Who was Ahmad al-Mohammad?

Was he one of the suicide bombers in Friday’s attacks on Paris who was found with his passport near his body? Or was he a man with the same name—and same passport details—who was arrested Saturday at a Serbian refugee center?

It may turn out neither man was named Ahmad al-Mohammad, and, in fact, there may be several others in Europe with the same name and identical passport details. Indeed, Agence France-Presse reported Wednesday that Ahmad al-Mohammad was born in 1990, served as a soldier in the Syrian army, and died months ago. The passport, AFP reports, bore his details.

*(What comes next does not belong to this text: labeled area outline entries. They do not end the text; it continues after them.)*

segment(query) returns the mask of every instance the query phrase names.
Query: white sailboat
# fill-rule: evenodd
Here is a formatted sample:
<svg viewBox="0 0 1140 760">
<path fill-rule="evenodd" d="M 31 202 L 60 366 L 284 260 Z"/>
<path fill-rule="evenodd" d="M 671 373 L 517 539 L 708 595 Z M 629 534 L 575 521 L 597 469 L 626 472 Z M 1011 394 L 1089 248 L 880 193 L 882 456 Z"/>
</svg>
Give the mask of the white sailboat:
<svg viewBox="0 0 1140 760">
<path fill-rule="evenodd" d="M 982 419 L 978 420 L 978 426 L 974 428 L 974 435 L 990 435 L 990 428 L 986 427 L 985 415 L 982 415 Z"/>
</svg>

The Syrian civil war, and the refugee crisis it has created, has spawned a black market in fake Syrian passports. These documents are highly sought after by Syrian refugees desperate to leave their country, migrants from other nations hoping to enter Europe posing as Syrians, and, apparently, militants who use them to enter Europe for operations such as the attacks on Paris last Friday.

Indeed, even before Friday’s attack, Frontex, the European Union’s border agency, had warned of the proliferation of fake Syrian passports, pointing out that many who possessed them were economic migrants rather than Syrians fleeing civil war.

“There are people who are in Turkey now who buy fake Syrian passports because they know Syrians get the right to asylum in all the member states of the European Union,” Fabrice Leggeri, the head of the agency, told Europe 1, a French radio station, in September.

“People who use fake Syrian passports often speak Arabic,” he added, in comments translated by Agence France-Presse. “They may come from North Africa or the Middle East but they have the profile of economic migrants.”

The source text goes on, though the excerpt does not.